When I got home, I saw that my Mom's next door neighbors had re-lit their Christmas lights on their house, and it cheered up the block so much, I almost think everyone should do it again ... or maybe in Easter colors! Whatever it takes to cheer people up, I'm all in. And on that note, we should ALL be all IN. PLEASE stay home as much as you can. We all know it sucks, but we all want it to be over, and that's not going to happen if you keep hanging out and going about your business as usual. It is going to get worse before it gets better, and it's up to all of us to put a stop to this menace. If we can all focus on the silver linings and the many blessings in disguise of it, it really won't be all that bad.

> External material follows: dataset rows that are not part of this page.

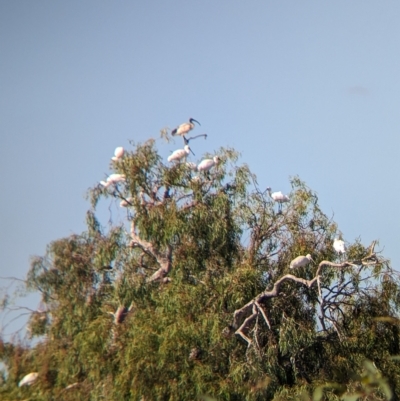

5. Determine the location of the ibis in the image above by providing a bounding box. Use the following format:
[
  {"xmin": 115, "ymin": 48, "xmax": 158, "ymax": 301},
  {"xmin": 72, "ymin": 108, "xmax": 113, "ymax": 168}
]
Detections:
[
  {"xmin": 171, "ymin": 118, "xmax": 201, "ymax": 136},
  {"xmin": 333, "ymin": 237, "xmax": 346, "ymax": 254},
  {"xmin": 289, "ymin": 254, "xmax": 314, "ymax": 269},
  {"xmin": 119, "ymin": 196, "xmax": 133, "ymax": 207},
  {"xmin": 111, "ymin": 146, "xmax": 124, "ymax": 162},
  {"xmin": 197, "ymin": 156, "xmax": 221, "ymax": 171},
  {"xmin": 186, "ymin": 162, "xmax": 197, "ymax": 171},
  {"xmin": 168, "ymin": 145, "xmax": 194, "ymax": 162},
  {"xmin": 18, "ymin": 372, "xmax": 39, "ymax": 387},
  {"xmin": 100, "ymin": 174, "xmax": 125, "ymax": 188},
  {"xmin": 267, "ymin": 187, "xmax": 290, "ymax": 211}
]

The homemade chicken soup was smelling great when I walked in the door (straight to the sink to scrub hands), and I felt so much better about everything than when I had walked out the door. I want you all to know that I love and miss you so much. That we're all going to get through this, and GROW while we're at it - if we can be smart and recognize that we truly are all in this giant world together - and this virus, if nothing else, has shown us that.


ONE LOVE! ONE HEART! I sure hope I see you far sooner than later. The hugs are going to be spectacular.